With their new-born, Khadija and her husband tried to take a taxi early on Saturday to their home in Taddart in the Atlas Mountains, about 65km (40 miles) from Marrakesh.
But on their way there they found that the roads were blocked by landslides, and only made it as far as the village of Asni.
The family have been living in a tent by the side of the main road since.
“I haven’t received any help or assistance from authorities,” she told us, holding her baby while sheltering from the sun under a flimsy piece of tarpaulin.
“We asked some people in this village for blankets so that we had something to cover us up.”

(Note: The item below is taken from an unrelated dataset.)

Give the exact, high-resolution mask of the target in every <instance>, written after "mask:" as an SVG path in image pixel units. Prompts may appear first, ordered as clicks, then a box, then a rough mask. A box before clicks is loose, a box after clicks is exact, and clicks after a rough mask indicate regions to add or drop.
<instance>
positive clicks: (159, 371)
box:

“We have only God,” she added.
Since then, they have managed to build a basic tent. Khadija told us she has only has one set of clothes for the baby.

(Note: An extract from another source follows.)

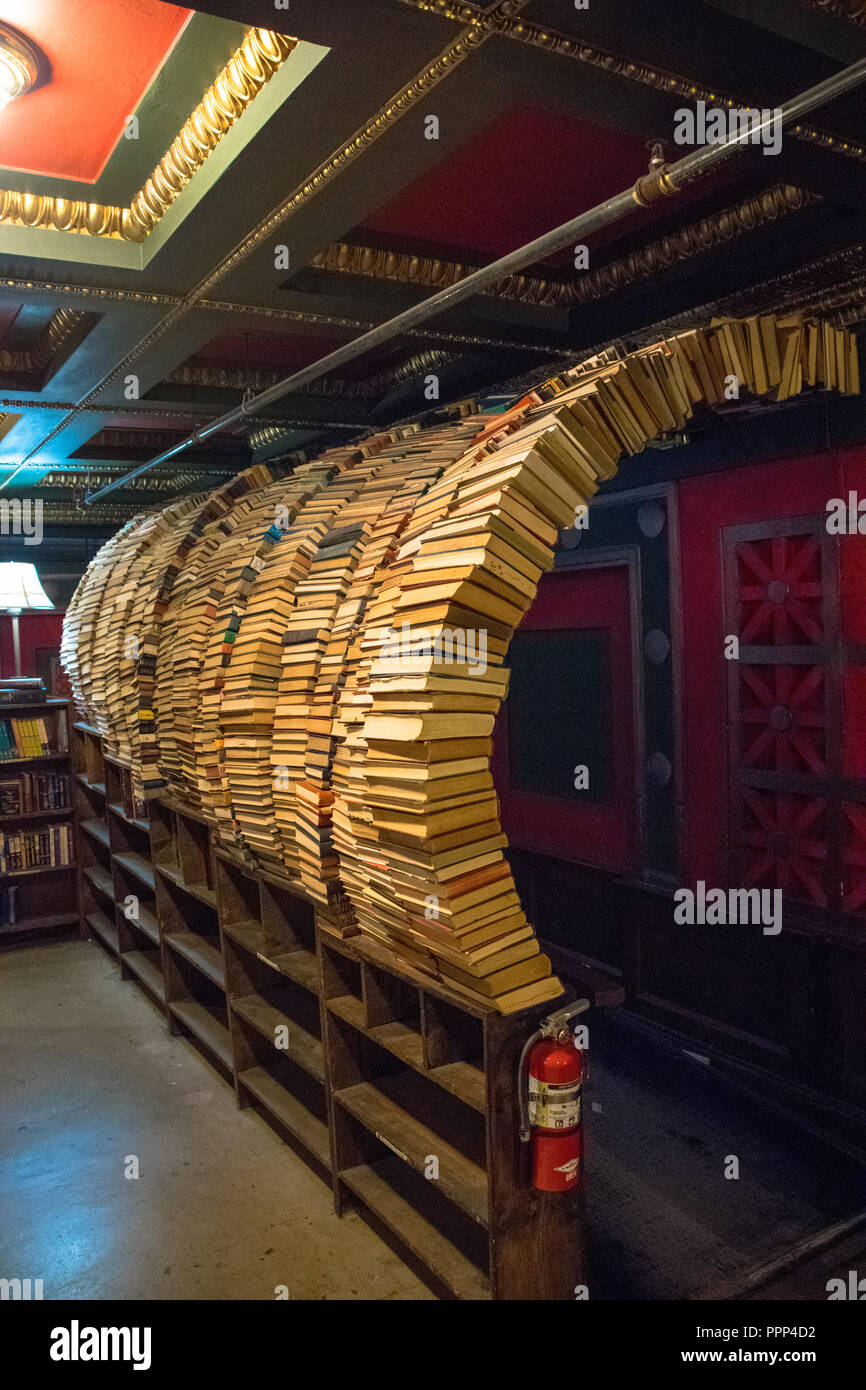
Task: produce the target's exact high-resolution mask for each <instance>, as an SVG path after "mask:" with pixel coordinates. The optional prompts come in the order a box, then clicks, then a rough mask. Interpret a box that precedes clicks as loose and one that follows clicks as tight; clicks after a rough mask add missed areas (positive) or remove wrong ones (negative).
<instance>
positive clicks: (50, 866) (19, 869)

Friends from their hometown have told the family that their house is badly damaged, and they have no idea when they might have somewhere suitable to stay.
Not far from Khadija’s tent there are signs of the growing frustration at the little help reaching towns and villages in the rural mountainous areas south of Marrakesh.

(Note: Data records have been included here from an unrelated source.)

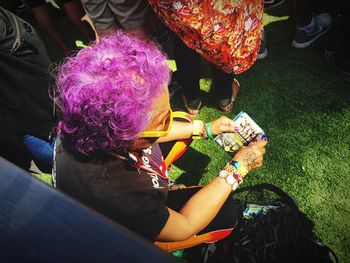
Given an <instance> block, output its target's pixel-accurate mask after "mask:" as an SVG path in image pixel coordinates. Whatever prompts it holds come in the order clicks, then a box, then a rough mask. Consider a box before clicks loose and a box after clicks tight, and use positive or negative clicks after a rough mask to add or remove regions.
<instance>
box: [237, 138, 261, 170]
mask: <svg viewBox="0 0 350 263" xmlns="http://www.w3.org/2000/svg"><path fill="white" fill-rule="evenodd" d="M266 143H267V142H266V141H263V140H261V141H257V142H254V143H252V144H250V145H248V146H243V147H242V148H241V149H239V151H238V152H237V153H236V154H235V156H234V157H233V159H232V160H233V161H237V162H239V163H241V164H242V165H244V166H245V167H246V168H247V169H248V171H249V172H250V171H252V170H255V169H257V168H259V167H261V166H262V163H263V155H264V154H265V152H266V150H265V145H266Z"/></svg>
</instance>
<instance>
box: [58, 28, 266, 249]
mask: <svg viewBox="0 0 350 263" xmlns="http://www.w3.org/2000/svg"><path fill="white" fill-rule="evenodd" d="M168 82H169V69H168V66H167V63H166V57H165V55H164V54H162V53H161V52H160V51H159V50H158V48H157V47H156V46H155V45H154V44H153V43H146V42H144V41H142V40H140V39H138V38H135V37H132V36H129V35H127V34H126V33H123V32H122V31H118V32H116V33H115V34H113V35H109V36H106V37H104V38H102V39H100V42H99V43H95V44H93V45H91V46H90V47H87V48H85V49H82V50H80V51H79V52H78V53H77V54H76V56H75V57H72V58H68V59H67V60H66V61H65V63H64V64H63V65H62V66H61V67H60V68H59V70H58V74H57V89H58V94H59V95H58V97H57V98H56V100H57V104H58V106H59V108H60V110H61V119H60V122H59V125H58V132H59V134H58V140H57V143H56V153H55V155H56V157H55V173H54V183H55V185H56V186H57V187H58V188H59V189H61V190H63V191H64V192H66V193H67V194H69V195H71V196H73V197H74V198H76V199H78V200H79V201H81V202H82V203H84V204H86V205H88V206H90V207H92V208H94V209H96V210H97V211H99V212H100V213H102V214H104V215H106V216H108V217H110V218H111V219H113V220H115V221H117V222H118V223H120V224H123V225H124V226H126V227H128V228H129V229H131V230H133V231H135V232H136V233H138V234H139V235H141V236H143V237H145V238H146V239H148V240H150V241H163V242H165V241H171V242H172V244H177V245H178V244H179V243H178V242H173V241H181V242H184V244H185V245H184V246H183V247H186V246H187V247H188V246H192V245H194V244H198V242H199V243H200V242H203V240H204V239H205V240H206V241H208V237H209V239H211V240H214V239H219V238H222V236H223V235H222V233H223V232H220V233H221V236H220V235H219V236H218V235H214V234H213V233H216V232H215V231H216V230H222V229H225V230H228V231H229V232H230V231H231V230H232V228H233V227H234V225H235V223H236V220H237V216H238V213H239V209H238V207H237V206H235V204H234V203H233V201H232V200H231V198H228V197H229V196H230V193H231V192H232V191H233V190H235V189H236V188H237V187H238V184H239V183H241V182H242V180H243V176H244V175H245V174H246V173H248V172H249V171H251V170H253V169H256V168H258V167H260V166H261V165H262V161H263V154H264V153H265V148H264V147H265V144H266V143H265V142H264V141H258V142H256V143H253V144H251V145H250V146H247V147H243V148H242V149H241V150H240V151H239V152H238V153H237V154H236V155H235V156H234V158H233V160H232V162H230V163H229V164H228V165H227V166H225V168H224V169H223V170H222V171H221V172H220V173H218V174H219V176H218V177H217V178H215V179H214V180H212V181H211V182H210V183H209V184H208V185H206V186H204V187H194V188H193V187H192V188H186V189H178V190H172V191H169V180H168V167H169V164H170V163H171V162H172V161H173V160H174V159H175V158H178V157H179V155H180V154H179V153H176V152H175V154H174V152H173V150H172V151H170V153H169V154H168V156H167V157H166V158H163V153H162V150H163V149H162V147H163V146H164V145H166V144H168V142H177V141H178V142H182V144H180V147H181V145H182V146H183V145H184V143H185V142H188V141H189V140H191V139H192V138H203V137H204V138H213V136H215V135H217V134H220V133H222V132H233V131H234V130H235V127H234V121H233V120H231V119H229V118H227V117H225V116H222V117H220V118H219V119H217V120H215V121H212V122H209V123H206V124H205V123H203V122H202V121H200V120H194V121H193V120H192V119H191V117H190V116H189V115H187V114H186V113H175V112H174V113H173V112H172V110H171V108H170V103H169V94H168V89H167V84H168ZM180 116H182V120H180V119H178V118H177V117H180ZM186 140H187V141H186ZM175 145H177V144H175ZM173 149H174V148H173ZM184 150H185V149H184V147H182V148H181V152H183V151H184ZM169 156H170V157H169ZM164 157H165V156H164ZM169 158H170V159H169ZM208 233H209V234H208ZM226 234H227V233H226ZM193 237H196V238H197V240H196V241H195V242H192V243H191V242H188V240H191V238H193ZM201 238H202V239H201ZM186 242H187V243H186ZM196 242H197V243H196ZM157 244H158V245H159V246H161V244H165V243H157ZM186 244H187V245H186ZM180 247H181V246H180ZM176 248H179V246H176ZM168 250H172V248H169V246H168Z"/></svg>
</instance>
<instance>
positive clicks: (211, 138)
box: [205, 122, 214, 140]
mask: <svg viewBox="0 0 350 263" xmlns="http://www.w3.org/2000/svg"><path fill="white" fill-rule="evenodd" d="M205 130H206V131H207V135H208V138H209V139H210V140H214V136H213V134H212V133H211V130H210V122H207V123H206V124H205Z"/></svg>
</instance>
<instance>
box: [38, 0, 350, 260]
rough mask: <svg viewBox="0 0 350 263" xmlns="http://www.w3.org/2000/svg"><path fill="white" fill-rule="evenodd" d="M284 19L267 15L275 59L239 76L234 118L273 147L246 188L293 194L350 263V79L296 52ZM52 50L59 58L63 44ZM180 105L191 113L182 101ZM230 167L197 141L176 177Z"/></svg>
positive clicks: (177, 166)
mask: <svg viewBox="0 0 350 263" xmlns="http://www.w3.org/2000/svg"><path fill="white" fill-rule="evenodd" d="M278 12H279V14H278V15H277V14H276V13H275V14H274V13H269V14H265V24H266V27H265V29H266V32H267V37H268V50H269V55H268V57H267V58H265V59H263V60H261V61H257V62H256V63H255V65H254V66H253V67H252V68H251V69H249V70H248V71H247V72H245V73H243V74H241V75H239V76H237V79H238V80H239V81H240V83H241V90H240V93H239V96H238V101H237V104H236V106H235V108H234V110H233V112H232V113H230V114H227V116H229V117H234V116H235V115H236V114H237V113H238V112H240V111H245V112H247V113H248V114H249V115H250V116H251V117H252V118H253V119H254V120H255V121H256V122H257V123H258V124H259V125H260V126H261V127H262V128H263V129H264V130H265V131H266V133H267V135H268V137H269V140H270V142H269V144H268V146H267V154H266V155H265V161H264V166H263V167H262V168H261V169H260V170H258V171H255V172H253V173H251V174H250V175H248V176H247V177H246V180H245V182H244V185H246V186H247V185H253V184H257V183H261V182H269V183H273V184H275V185H277V186H279V187H281V188H282V189H284V190H285V191H286V192H288V193H289V194H290V195H291V196H293V197H294V198H295V200H296V201H297V202H298V203H299V205H300V208H301V210H302V211H304V212H305V213H306V214H307V215H308V216H309V217H310V218H311V219H312V220H313V221H314V223H315V227H316V232H317V234H318V235H319V236H320V238H321V239H322V240H323V242H324V243H325V244H327V245H328V246H330V247H331V248H332V249H333V250H334V251H335V252H336V254H337V255H338V257H339V259H340V262H343V263H347V262H350V253H349V251H350V237H349V234H350V215H349V214H350V191H349V188H350V76H349V75H345V74H344V73H342V72H341V71H339V70H338V69H337V68H335V67H334V66H332V65H329V64H327V63H326V62H324V61H323V60H322V59H321V58H319V57H318V55H317V54H316V52H315V51H314V49H313V48H307V49H302V50H299V49H295V48H293V47H292V46H291V40H292V38H293V34H294V28H295V22H294V21H295V20H294V18H293V17H289V15H290V14H291V13H293V12H292V9H291V5H289V6H288V5H287V4H286V5H284V6H282V7H281V8H280V9H279V10H278ZM65 30H68V31H69V30H71V28H70V27H67V28H66V29H65ZM68 35H69V34H68ZM46 39H47V38H46ZM49 47H50V50H49V51H50V52H51V54H54V55H55V54H56V56H57V51H55V48H57V47H55V44H51V45H50V46H49ZM170 63H173V62H172V61H170ZM202 75H203V76H202V79H201V89H202V95H203V102H204V107H203V108H202V110H201V113H200V115H199V116H198V118H199V119H202V120H204V121H209V120H212V119H215V118H217V117H219V116H220V115H221V112H220V111H219V110H218V109H217V107H216V105H215V96H214V94H212V93H211V92H210V86H211V79H210V74H209V73H208V65H207V64H206V63H203V74H202ZM172 105H173V108H175V109H183V106H182V104H181V102H180V98H179V94H177V95H176V96H175V97H174V98H173V99H172ZM227 161H229V156H228V155H227V154H226V153H224V152H223V151H222V150H221V149H220V148H219V146H217V145H215V144H214V142H210V141H205V140H203V141H195V142H194V143H193V145H192V147H191V148H190V149H189V151H188V152H187V153H186V154H185V156H183V158H182V159H181V160H179V161H177V162H176V163H175V166H174V167H173V168H172V173H171V176H172V177H173V178H174V179H177V181H178V182H179V183H185V184H189V185H191V184H197V183H199V184H206V183H208V182H209V181H210V180H211V179H212V178H214V177H215V176H217V175H218V171H219V170H220V169H221V168H222V167H223V166H224V165H225V164H226V162H227ZM41 179H44V180H47V178H45V177H43V178H41Z"/></svg>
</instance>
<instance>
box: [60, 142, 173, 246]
mask: <svg viewBox="0 0 350 263" xmlns="http://www.w3.org/2000/svg"><path fill="white" fill-rule="evenodd" d="M56 148H57V150H56V159H55V160H56V166H55V169H56V185H57V188H59V189H60V190H62V191H63V192H65V193H67V194H68V195H70V196H72V197H74V198H75V199H77V200H79V201H80V202H82V203H84V204H85V205H87V206H90V207H92V208H94V209H95V210H97V211H99V212H100V213H102V214H104V215H106V216H107V217H109V218H111V219H113V220H115V221H117V222H118V223H120V224H122V225H124V226H126V227H128V228H129V229H131V230H133V231H135V232H136V233H138V234H139V235H141V236H143V237H145V238H146V239H148V240H151V241H154V239H155V237H156V236H157V235H158V234H159V233H160V231H161V230H162V229H163V227H164V226H165V223H166V222H167V220H168V217H169V212H168V210H167V207H166V199H167V195H168V182H167V179H164V178H161V177H160V176H157V175H156V174H152V173H149V172H146V171H145V170H142V169H139V170H137V169H135V168H132V167H130V166H128V165H126V163H125V161H123V160H120V159H118V158H117V157H113V158H110V159H106V158H105V159H104V160H101V159H99V160H97V159H92V158H77V157H76V156H74V155H73V154H71V153H70V152H68V151H67V150H66V149H64V147H63V146H62V144H60V143H58V144H57V147H56ZM152 148H154V149H157V150H158V149H159V146H158V144H154V145H152V146H151V147H150V148H148V149H147V150H148V152H150V149H151V150H152Z"/></svg>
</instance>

Asni is just 50km (30 miles) from Marrakesh, but people say they urgently need aid to be delivered.
A scrum of angry people surrounded a local reporter, aiming their frustrations at him.
“We don’t have food, we don’t have bread nor vegetables. We have nothing,” said one man in the crowd who didn’t want to give his name.
“No-one came to us, we don’t have anything. We only have God and the king.”
Since the earthquake he has been living on the side of the village’s main road with his four children.
His house is still standing, but all of the walls are badly cracked and are too scared to stay there.
They have managed to return and take some blankets, which are now all they have to sleep on.
As a truck drove past the crowd some people tried to flag it down, desperately hoping it carried supplies. But it just headed on, followed by jeers.
The reporter at the centre of the crowd was escorted away by police, still followed by people desperate to vent their anger.
Some people say they have received tents from authorities, but there are nowhere near enough for all the people in need.
Nearby is Mbarka, another person living in a tent. She led us through side streets to her home that she can no longer live in.
“I have no means to rebuild the house,” Mbarka said. “At the moment, it’s just local people who are helping us.”
She lived with her two daughters, son-in-law and three grandchildren.
As their house began to shake when the earthquake hit, they sprinted outside and were almost hit by a much larger home that started to slide down a hill towards them.
“We think the government will help,” her son-in-law Abdelhadi said, “but there are 120 villages in the area.”
With so many people needing help, a huge number of people will have to wait longer for assistance.